A circular diagram of the data life cycle, this was taken from https://nbisweden.github.io/module-organising-data-dm-practices/101-introduction-to-data-organization/index.html

Data Organisation

June 2022 - June 2023

When I joined CC Data in 2020, the data function was decentralized, with data analysts from different teams working on disparate projects. Shared resources such as a GitHub repository, servers, and surveillance applications were managed haphazardly. Multiple problems resulted from this disjointed approach, such as code duplication, inefficient resource allocation, and a lack of shared best practices. Moreover, some critical revenue-generating processes were solely known by specific staff, preventing them from taking a proper holiday.

My primary task was to streamline the data organization, fostering a more collaborative and efficient environment. I aimed to resolve the prevalent problems of duplication of effort, lack of coordination between teams, inefficient resource management, and absence of clear ownership for critical processes.

The first step towards restructuring was fostering regular communication. I initiated weekly touchpoints and quarterly retrospectives to discuss shared problems, devise solutions, and track progress.

To address the absence of shared best practices and code documentation, I set up a dedicated space on Notion. We created an analyst handbook, guides for our Kubernetes cluster, and documentation on resource location.

To ensure smoother operations, I introduced quarterly time reporting for analysts and forecasting of analyst availability. This improved project planning and made better use of the analysts' time.

I reorganized the GitHub repository based on product, designating clear owners for each section to reduce code duplication. I also implemented clear ownership of shared resources and used weekly planning sessions to discuss any upcoming issues.

For a more robust application environment, I transitioned production code from development servers to a Kubernetes cluster, segregating development and production environments.

To further improve code quality and collaboration, I developed libraries for common functions, implemented pre-commit hooks for code standardization, and fostered a similar coding style across teams.
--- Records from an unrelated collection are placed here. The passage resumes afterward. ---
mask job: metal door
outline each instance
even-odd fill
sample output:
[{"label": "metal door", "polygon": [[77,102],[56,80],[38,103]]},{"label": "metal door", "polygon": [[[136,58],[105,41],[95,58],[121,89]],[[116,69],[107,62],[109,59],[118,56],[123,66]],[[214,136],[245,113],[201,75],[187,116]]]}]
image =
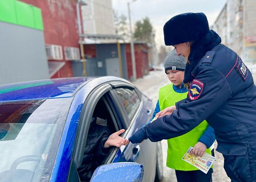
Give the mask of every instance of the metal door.
[{"label": "metal door", "polygon": [[107,76],[120,77],[118,58],[108,58],[105,60]]}]

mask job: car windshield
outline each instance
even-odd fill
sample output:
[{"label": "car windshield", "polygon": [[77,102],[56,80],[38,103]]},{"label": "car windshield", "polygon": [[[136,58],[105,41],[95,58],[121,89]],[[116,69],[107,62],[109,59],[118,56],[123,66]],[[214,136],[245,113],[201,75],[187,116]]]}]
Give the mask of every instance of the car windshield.
[{"label": "car windshield", "polygon": [[72,100],[0,103],[1,182],[49,180]]}]

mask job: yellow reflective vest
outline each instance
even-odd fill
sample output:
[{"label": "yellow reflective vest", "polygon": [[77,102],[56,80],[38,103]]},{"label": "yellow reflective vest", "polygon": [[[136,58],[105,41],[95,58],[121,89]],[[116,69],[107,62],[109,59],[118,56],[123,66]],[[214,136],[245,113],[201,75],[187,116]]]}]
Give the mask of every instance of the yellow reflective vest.
[{"label": "yellow reflective vest", "polygon": [[[173,89],[173,84],[161,88],[159,91],[158,100],[160,110],[174,105],[175,102],[187,98],[187,92],[177,93]],[[182,171],[199,170],[197,168],[181,159],[190,146],[194,147],[197,143],[208,127],[205,120],[188,133],[181,136],[169,139],[167,151],[166,166],[170,168]],[[211,155],[210,148],[206,152]]]}]

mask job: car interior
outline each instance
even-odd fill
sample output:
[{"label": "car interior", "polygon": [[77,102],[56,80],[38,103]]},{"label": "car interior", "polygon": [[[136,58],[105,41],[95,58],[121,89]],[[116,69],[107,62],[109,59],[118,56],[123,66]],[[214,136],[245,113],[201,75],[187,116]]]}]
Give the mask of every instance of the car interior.
[{"label": "car interior", "polygon": [[[96,105],[92,116],[93,117],[97,117],[96,124],[108,127],[111,133],[113,133],[121,129],[121,127],[120,122],[117,119],[118,118],[117,114],[114,111],[108,94],[108,93],[105,94],[99,99]],[[92,123],[90,124],[93,124],[93,123]],[[89,129],[90,129],[90,128]],[[114,152],[115,148],[116,147],[111,148],[101,165],[106,163],[111,154]]]}]

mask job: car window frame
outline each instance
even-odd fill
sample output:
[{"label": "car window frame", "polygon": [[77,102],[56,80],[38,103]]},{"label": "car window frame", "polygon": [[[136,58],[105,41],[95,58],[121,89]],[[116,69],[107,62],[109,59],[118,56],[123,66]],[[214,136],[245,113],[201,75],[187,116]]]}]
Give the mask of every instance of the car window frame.
[{"label": "car window frame", "polygon": [[[68,181],[71,182],[72,181],[72,180],[74,180],[70,179],[70,177],[72,178],[72,176],[75,176],[75,178],[78,177],[79,178],[77,171],[76,171],[76,172],[74,172],[74,171],[82,163],[90,124],[90,122],[87,122],[87,121],[90,120],[92,117],[92,114],[96,105],[101,98],[103,99],[103,101],[106,104],[107,107],[107,109],[109,111],[112,118],[113,118],[113,117],[115,118],[117,117],[117,114],[118,114],[117,113],[116,113],[116,111],[114,110],[114,108],[112,108],[112,106],[110,105],[111,104],[109,103],[111,101],[108,98],[108,95],[109,96],[109,97],[111,97],[108,92],[111,91],[112,89],[112,88],[109,83],[105,83],[95,88],[85,99],[81,112],[79,127],[76,134],[75,142],[69,172]],[[106,94],[105,97],[104,96],[105,94]],[[121,117],[121,119],[122,119],[123,116],[120,116]],[[117,129],[118,130],[117,131],[118,131],[121,129],[121,127],[120,124],[116,123],[120,122],[120,121],[116,120],[115,119],[113,120],[113,123],[115,128],[116,130]],[[119,149],[119,148],[117,148],[117,147],[115,147],[111,150],[108,156],[111,156],[113,153],[115,153],[115,155],[116,152]],[[77,174],[74,174],[74,173]]]},{"label": "car window frame", "polygon": [[[129,84],[128,83],[122,82],[121,81],[113,81],[110,83],[110,84],[112,86],[113,89],[110,91],[110,93],[112,94],[112,98],[113,99],[117,105],[118,106],[118,109],[120,110],[120,111],[124,115],[125,117],[125,123],[126,125],[125,129],[127,130],[128,128],[130,127],[131,125],[134,123],[135,118],[138,116],[139,111],[141,109],[142,105],[143,104],[143,100],[142,94],[138,89],[138,88],[134,85]],[[118,95],[116,91],[115,91],[116,88],[127,88],[130,90],[134,90],[138,96],[140,100],[140,103],[136,112],[135,113],[134,115],[131,119],[129,118],[128,114],[125,110],[125,107],[123,105],[122,103],[121,102],[119,99],[119,96]],[[130,120],[131,120],[130,121]],[[128,131],[126,131],[125,133]]]}]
These changes brought significant improvements to CC-Data's operations. The migration to Kubernetes improved visibility of code-related issues, enabling proactive problem resolution before clients were impacted. Having clear resource ownership provided the DevOps team with precise points of contact, leading to more efficient issue resolution and cost savings.

The introduction of regular team meetings and time reporting improved project planning, enabling teams to work together more effectively. It also helped to ensure continuous operation, even during prolonged staff absences.

The Notion documentation and standardized code practices reduced the time spent on rediscovering resources and reworking previously done projects. It also facilitated inter-team collaboration and improved the efficiency of processes.

The changes I introduced at CC-Data led to a more collaborative and efficient environment, improving operations, enhancing client satisfaction, and ultimately increasing productivity.